Media interviews have often shown people using the same “script”. When asked to explain their issues, the “groupees” cannot do so; rather, they repeat their original mantra. These protests are like the “happenings” of the 60’s. They have organizers who skillfully create followers to riot and intimidate onlookers. Violence and property loss can often be by-products.
Just a theory, but rioters are often dedicated, frightened, and uninformed. Their lack of information is educational as well as cultural and social. In the case of the young or recently arrived residents, Barack Obama is the only president they have really known. They don’t understand transition of power. They don’t understand the U.S. process of government. They have been told by the media, group leaders, parents, and teachers to fear the new president. They have been told he is going to deport their families; that women cannot have control over their bodies; that gay people will be hounded and same sex marriage will be abolished, and many other alarming things that he will do—and all before he has even been sworn in. They have been told that the election was stolen from the rightful winner, Hillary Clinton, who was a dream come true — a concept related to the earlier belief about Barack Obama.
Lack of truthful communication and accurate information are prevalent in our society today, allowing these situations to occur. We have freedom of speech and lawful assembly in this country, but we are missing mutual respect and an understanding of the Constitution.
Government Stability from the Electoral College
After much debate and compromise, Framers of the Constitution created the Electoral College to provide stability to the process of picking presidents. Though the winner of the total national votes typically assumes the presidency, that vote failed to determine the winner in the following four elections: 1824, 1876, 1888, and 2000.
The Founders wanted to empower democratic elements in the American system, but feared a kind of pure, unrestrained democracy that had brought down great republics in the past. As students of history, the Founders feared the destructive passions of direct democracy, and as recent subjects of an overreaching monarchy, they equally feared the rule of an elite unresponsive to the will of the people.
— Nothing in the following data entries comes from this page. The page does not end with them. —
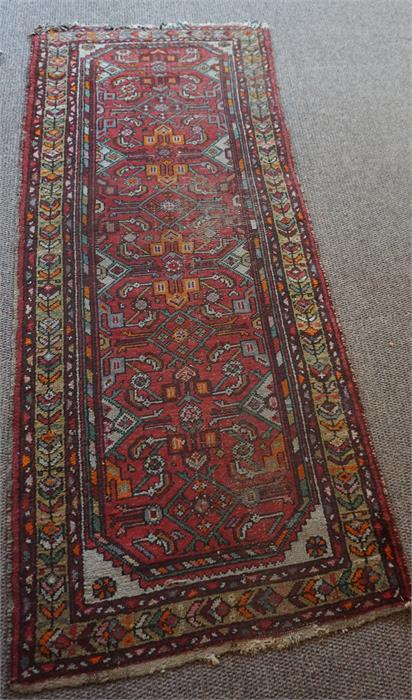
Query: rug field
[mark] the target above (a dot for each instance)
(193, 473)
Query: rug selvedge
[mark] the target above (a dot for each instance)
(213, 482)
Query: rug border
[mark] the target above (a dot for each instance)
(212, 652)
(13, 490)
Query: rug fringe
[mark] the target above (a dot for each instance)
(41, 29)
(213, 654)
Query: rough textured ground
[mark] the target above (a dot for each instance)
(343, 73)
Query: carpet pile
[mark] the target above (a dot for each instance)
(193, 472)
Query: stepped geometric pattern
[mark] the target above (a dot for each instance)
(192, 467)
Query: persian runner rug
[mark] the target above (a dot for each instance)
(192, 470)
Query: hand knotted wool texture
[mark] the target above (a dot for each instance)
(192, 470)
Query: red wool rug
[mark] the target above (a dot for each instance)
(192, 472)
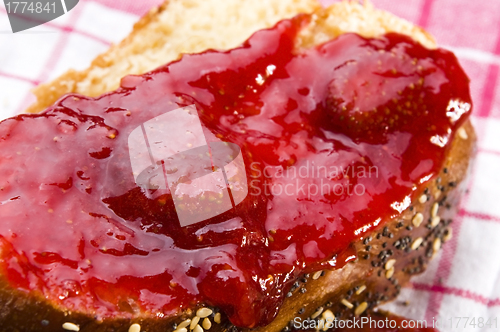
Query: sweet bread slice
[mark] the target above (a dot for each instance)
(386, 256)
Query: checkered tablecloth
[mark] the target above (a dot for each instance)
(464, 279)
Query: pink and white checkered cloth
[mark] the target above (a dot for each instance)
(464, 279)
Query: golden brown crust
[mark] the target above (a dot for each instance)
(393, 240)
(27, 312)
The Electoral College was a compromise—neither fully democratic nor aristocratic. It was designed to satisfy each state’s demand for greater representation while attempting to balance popular sovereignty against the risk posed to the minority from the majority rule.
In addition to balancing the protection of individual rights and majority rule, the Founding Fathers attempted to create a “federalist system” that will keep most of political power reserved to states and locations. The American presidential election system was also designed to empower the states, not just the American people as an undifferentiated mass.
Sometimes an issue will stimulate calls to abolish the Electoral College, which escalated after Republican George W. Bush defeated Democrat Al Gore in the thoroughly contested 2000 election. Al Gore narrowly won the national popular vote, and many of his supporters protested that the system—even without the Supreme Court stepping in—was unfair.
The Electoral College has been an instrument of stability for two hundred years. Dismantling it could do enormous damage to the United States. Though the rules of the institution may seem strange, it is carefully designed. Learn why a fence was built before tearing it down.